Fifteen miles farther east, an assortment of 16 prop-driven Cessna’s cruised at tree top height. They resignedly acknowledged the targeting information and began climbing as fast as mechanically possible. Each had been hastily modified to carry and fire, with somewhat reasonable accuracy, four Hellfire antitank missiles.
These top of the line and hideously expensive missiles, as well as their targeting accessories, were in plentiful supply thanks to the politicians. When the governor requisitioned the large stock of advanced ordinance at the sprawling Lockheed Martin complex in Ocala, Florida business leaders screamed murder. They were happy to contribute to Dimone’s campaign, but that sense of civic mindedness disappeared when real sacrifice was required.
Appropriate aircraft were also ubiquitous in a state full of retirees with plenty of time and hobby money. The only things in short supply were pilots willing to fly them. Donating your insured plane to “The Cause” was one thing. Risking your precious, irreplaceable ass something else entirely.
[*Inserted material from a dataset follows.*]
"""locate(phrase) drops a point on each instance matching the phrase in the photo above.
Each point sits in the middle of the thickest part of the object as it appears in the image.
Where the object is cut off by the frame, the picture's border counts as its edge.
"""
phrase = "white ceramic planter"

All things considered, these sixteen reasonably competent and
mostly sober pilots were an impressive turn out for such a Hail Mary endeavor. Unknown to them, their “suicide mission” became a lot safer even as they popped into radar detectable height and braced for enemy jets to pounce them.
A hundred miles north, the Feds’ E-3 AWACS, watching for just such low altitude threats, shut off its powerful radar and dived for the deck. A pair of long range, PAC-2 surface-to-air missiles closed fast on its tail. The giant radar plane had been circling a few miles inside the Georgia border and over watching all of North Florida. No one on the planning staff ever expected some clever National Guard Patriot missile unit would be deployed so far forward.
The Patriot battery crew on the ground, cut off by the speed of the federal advance and temporarily forgotten by their command, didn’t wait to see if the plane and its 22-person crew survived. They packed up immediately, but it was too late. Both the plane and missile crew were already dead despite their desperate attempts to escape. An orbiting fighter spotted the outgoing smoke trail and let rip a HARM missile at the source. The pilot howled when he received permission to follow up his strike with a regular bombing run on the first call. Without the big “eye in the sky” giving him directions, he never saw the real threat below him.
The Cessna armada leveled off roughly parallel with the interstate. Impressively, the amateurs kept a tight formation. The crudely fashioned targeting displays in their cockpits didn’t allow for much manual selection. All they could do was point the mini radar in the approximate direction of the mass of targets four miles west and 5,000 feet below. They rippled off their payloads with the help of some last minute adjustments from the ground spotter network. Praying that the $100,000 fire and forget missiles had at least some targets within their narrow engagement envelope.
None of the vehicles barreling down the highway noticed the barrage. The barrage of smoke trails blazed only a kilometer away before the first soldiers noticed. A few quick thinkers popped their automatic smoke grenade launchers, hoping to blind the weapons’ sensors. That saved a few lives, but there wasn’t time to do much about the supersonic missiles homing in on them. Most of the crews never knew what hit them.